Cette ville de 15 millions d’habitants est en train de s’affaisser

Téhéran

C’est la ville la plus peuplée d’Asie occidentale et elle s’enfonce dans le sol à un rythme alarmant.

Téhéran, la capitale de l’Iran, qui abrite quelque 15 millions d’habitants au total dans sa plus grande empreinte urbaine, est victime d’un affaissement spectaculaire, selon de nouvelles recherches, qui fait couler la région de plus de 25 centimètres par an dans certaines parties.

À l’aide de données satellitaires, des chercheurs du Centre de recherche allemand en géosciences GFZ à Potsdam ont analysé l’ampleur de l’affaissement dans la région de Téhéran entre 2003 et 2017.

Grâce à une technique appelée radar interférométrique à synthèse d’ouverture (InSAR), qui permet de détecter des changements extrêmement subtils de la déformation du sol au fil du temps, l’équipe a identifié trois zones distinctes où le sol s’enfonce de plus de 25 centimètres par an.

Dans les zones d’affaissement plus modéré, comme les terrains situés à proximité immédiate de l’aéroport international de Téhéran, l’enfoncement est encore considérable, à environ 5 centimètres par an.

Téhéran

(Haghshenas Haghighi and Motagh 2018/GFZ)

Quelle est la cause de cette instabilité généralisée? Une histoire d’afflux accéléré et de la surutilisation des ressources naturelles.

“Au cours des dernières décennies, la croissance démographique rapide et le développement urbain et industriel ont accru les besoins en eau dans la plaine de Téhéran”, expliquent les auteurs dans leur article.

“En raison de l’épuisement considérable des eaux souterraines, la plaine a subi un affaissement rapide.”

Cet affaissement à Téhéran a fait l’objet de nombreuses recherches antérieures, mais les données les plus récentes placent le naufrage dans un contexte plus large.

“Il s’agit de l’un des taux d’affaissement les plus élevés au monde”, a déclaré à Nature Roberto Tomás, ingénieur de l’Université d’Alicante en Espagne, qui n’a pas participé à l’étude.
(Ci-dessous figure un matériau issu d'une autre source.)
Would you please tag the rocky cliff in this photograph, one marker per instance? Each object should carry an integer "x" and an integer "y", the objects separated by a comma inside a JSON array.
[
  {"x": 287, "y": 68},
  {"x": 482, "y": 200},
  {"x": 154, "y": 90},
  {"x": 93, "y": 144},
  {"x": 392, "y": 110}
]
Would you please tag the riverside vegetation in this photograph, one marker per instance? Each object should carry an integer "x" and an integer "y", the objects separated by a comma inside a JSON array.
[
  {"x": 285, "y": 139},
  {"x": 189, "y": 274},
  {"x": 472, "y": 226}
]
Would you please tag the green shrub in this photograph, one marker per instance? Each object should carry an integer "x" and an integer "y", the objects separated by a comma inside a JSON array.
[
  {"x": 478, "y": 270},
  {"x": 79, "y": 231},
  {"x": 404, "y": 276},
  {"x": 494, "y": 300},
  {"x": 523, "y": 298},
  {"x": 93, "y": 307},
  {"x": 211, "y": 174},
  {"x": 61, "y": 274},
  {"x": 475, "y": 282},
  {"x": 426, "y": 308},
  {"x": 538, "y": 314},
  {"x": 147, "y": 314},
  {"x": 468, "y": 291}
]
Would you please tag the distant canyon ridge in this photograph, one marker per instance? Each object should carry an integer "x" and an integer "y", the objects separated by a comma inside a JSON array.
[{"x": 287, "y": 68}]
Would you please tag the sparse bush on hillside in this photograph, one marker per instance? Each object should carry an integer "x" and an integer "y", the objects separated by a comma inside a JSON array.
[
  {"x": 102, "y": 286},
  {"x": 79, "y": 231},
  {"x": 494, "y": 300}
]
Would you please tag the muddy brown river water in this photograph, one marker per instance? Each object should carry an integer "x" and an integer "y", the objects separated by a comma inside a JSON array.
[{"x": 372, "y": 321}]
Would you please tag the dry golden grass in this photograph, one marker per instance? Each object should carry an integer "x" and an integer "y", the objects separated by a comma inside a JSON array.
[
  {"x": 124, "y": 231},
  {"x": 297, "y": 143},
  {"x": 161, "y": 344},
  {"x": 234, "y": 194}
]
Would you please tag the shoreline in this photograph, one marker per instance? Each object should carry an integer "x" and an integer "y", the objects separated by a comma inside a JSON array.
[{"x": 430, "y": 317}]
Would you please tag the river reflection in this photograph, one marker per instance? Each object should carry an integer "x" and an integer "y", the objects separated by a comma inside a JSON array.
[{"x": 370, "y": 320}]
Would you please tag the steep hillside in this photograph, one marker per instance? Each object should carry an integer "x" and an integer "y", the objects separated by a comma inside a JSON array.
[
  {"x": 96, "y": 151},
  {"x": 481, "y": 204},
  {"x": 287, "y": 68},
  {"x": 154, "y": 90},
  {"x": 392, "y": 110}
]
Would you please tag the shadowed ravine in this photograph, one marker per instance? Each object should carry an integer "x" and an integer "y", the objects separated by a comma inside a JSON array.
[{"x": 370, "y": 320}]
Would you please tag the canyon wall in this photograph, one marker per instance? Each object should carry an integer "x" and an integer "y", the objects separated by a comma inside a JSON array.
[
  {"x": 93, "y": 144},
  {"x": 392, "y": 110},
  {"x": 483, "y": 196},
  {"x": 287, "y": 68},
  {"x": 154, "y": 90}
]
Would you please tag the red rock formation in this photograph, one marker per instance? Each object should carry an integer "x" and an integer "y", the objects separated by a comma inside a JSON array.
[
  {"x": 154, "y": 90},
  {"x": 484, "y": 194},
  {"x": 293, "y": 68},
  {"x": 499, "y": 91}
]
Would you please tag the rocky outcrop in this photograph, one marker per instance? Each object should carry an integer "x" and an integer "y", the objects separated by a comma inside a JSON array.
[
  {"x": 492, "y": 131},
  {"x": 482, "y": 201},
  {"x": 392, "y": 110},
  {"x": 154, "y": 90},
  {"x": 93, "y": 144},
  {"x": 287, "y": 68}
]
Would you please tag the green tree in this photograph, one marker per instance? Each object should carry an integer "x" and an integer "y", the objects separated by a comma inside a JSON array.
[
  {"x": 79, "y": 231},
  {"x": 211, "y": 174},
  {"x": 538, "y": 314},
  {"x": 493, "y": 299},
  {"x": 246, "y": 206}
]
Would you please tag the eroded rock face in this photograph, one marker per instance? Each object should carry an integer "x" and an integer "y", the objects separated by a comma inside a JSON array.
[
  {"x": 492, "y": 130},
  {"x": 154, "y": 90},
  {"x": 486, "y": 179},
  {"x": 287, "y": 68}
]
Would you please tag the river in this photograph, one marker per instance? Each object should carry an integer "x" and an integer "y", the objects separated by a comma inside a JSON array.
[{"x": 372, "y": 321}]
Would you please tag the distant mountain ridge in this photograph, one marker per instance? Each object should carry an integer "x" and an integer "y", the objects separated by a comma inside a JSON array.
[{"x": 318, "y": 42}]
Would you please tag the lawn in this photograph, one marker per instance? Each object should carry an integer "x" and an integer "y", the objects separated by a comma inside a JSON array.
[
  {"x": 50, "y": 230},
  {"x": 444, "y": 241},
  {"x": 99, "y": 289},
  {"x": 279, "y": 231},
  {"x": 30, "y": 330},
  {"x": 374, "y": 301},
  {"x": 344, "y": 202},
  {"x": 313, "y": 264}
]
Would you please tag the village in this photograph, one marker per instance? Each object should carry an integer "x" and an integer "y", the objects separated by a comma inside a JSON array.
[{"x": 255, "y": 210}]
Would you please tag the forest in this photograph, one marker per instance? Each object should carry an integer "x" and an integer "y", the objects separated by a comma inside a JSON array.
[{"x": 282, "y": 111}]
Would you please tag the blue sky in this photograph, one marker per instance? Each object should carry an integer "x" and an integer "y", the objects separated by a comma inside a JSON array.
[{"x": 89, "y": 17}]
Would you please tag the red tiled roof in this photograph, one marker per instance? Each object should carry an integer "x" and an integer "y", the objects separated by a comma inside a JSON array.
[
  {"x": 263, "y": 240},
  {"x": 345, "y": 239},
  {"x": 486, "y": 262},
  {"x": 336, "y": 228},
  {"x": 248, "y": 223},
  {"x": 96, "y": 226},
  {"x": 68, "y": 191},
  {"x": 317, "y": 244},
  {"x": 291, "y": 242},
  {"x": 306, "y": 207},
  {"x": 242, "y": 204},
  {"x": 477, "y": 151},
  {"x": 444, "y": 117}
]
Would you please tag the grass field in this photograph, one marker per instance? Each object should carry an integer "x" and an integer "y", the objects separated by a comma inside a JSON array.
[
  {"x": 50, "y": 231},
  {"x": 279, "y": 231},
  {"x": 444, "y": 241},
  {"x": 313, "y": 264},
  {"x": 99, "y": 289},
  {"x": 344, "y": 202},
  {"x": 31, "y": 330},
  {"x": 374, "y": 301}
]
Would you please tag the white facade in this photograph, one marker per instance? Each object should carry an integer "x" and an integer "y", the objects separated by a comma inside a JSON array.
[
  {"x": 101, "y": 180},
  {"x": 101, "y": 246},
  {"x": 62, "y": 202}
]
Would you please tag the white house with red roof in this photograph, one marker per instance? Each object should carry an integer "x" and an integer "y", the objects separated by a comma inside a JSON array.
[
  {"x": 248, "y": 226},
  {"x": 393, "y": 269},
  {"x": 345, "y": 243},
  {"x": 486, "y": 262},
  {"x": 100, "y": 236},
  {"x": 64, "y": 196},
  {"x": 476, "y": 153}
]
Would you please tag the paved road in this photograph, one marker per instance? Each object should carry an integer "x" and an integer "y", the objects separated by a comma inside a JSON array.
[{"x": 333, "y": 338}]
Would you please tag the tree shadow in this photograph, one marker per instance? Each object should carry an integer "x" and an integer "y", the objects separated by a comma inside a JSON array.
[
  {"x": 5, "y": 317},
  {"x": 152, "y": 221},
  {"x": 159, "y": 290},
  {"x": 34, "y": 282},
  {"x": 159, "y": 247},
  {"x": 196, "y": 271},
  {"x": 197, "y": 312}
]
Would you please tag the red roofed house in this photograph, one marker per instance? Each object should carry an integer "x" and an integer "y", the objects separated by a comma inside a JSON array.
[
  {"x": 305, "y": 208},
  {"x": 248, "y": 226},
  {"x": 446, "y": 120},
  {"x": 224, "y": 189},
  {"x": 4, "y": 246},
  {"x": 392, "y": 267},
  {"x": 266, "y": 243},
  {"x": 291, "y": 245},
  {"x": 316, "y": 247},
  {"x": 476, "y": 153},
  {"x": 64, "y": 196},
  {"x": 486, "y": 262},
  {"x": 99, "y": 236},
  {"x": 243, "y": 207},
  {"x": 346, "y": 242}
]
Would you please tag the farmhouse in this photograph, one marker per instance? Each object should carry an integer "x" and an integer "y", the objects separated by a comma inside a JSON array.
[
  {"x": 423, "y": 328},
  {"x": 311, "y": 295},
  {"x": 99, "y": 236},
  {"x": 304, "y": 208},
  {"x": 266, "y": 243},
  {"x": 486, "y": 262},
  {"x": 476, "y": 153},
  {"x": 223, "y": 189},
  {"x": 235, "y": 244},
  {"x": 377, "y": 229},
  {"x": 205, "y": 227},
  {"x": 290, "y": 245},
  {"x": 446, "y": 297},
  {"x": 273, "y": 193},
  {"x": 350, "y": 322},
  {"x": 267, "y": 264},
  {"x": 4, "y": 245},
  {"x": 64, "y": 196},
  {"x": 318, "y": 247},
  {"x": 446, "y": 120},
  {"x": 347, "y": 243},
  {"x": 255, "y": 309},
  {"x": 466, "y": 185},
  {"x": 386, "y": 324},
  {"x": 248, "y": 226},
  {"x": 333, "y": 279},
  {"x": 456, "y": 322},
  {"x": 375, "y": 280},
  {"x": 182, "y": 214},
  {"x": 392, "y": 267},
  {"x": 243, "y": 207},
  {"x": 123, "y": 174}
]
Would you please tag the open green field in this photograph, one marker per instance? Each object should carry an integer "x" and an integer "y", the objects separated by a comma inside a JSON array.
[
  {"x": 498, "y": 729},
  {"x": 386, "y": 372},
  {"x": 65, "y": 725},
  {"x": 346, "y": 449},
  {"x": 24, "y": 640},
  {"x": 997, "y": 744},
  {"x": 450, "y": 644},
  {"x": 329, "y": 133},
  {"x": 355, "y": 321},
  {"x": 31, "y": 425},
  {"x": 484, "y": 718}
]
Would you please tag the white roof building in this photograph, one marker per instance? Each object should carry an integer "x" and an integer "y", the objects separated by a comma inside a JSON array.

Selon les chercheurs, l’essor économique et démographique de Téhéran depuis les années 1960 a entraîné l’exploitation de plus de 32 000 puits dans les aquifères de la région en 2012 (il y en avait moins de 4 000 en 1968).

Cette situation, conjuguée à la construction de nombreux barrages dans la région au profit de l’agriculture, a contribué à épuiser les aquifères, ce qui a entraîné non seulement des pénuries d’eau, mais aussi ces effets dramatiques de subsidence.

“Le niveau moyen des eaux souterraines à Téhéran a baissé d’environ 12 mètres entre 1984 et 2011”, expliquent les auteurs.

“Les fissures de la terre, les dommages aux bâtiments, les déplacements sur le sol et les fissures dans les murs sont des preuves de compactage des eaux souterraines qui ont été observées dans la plaine de Téhéran.”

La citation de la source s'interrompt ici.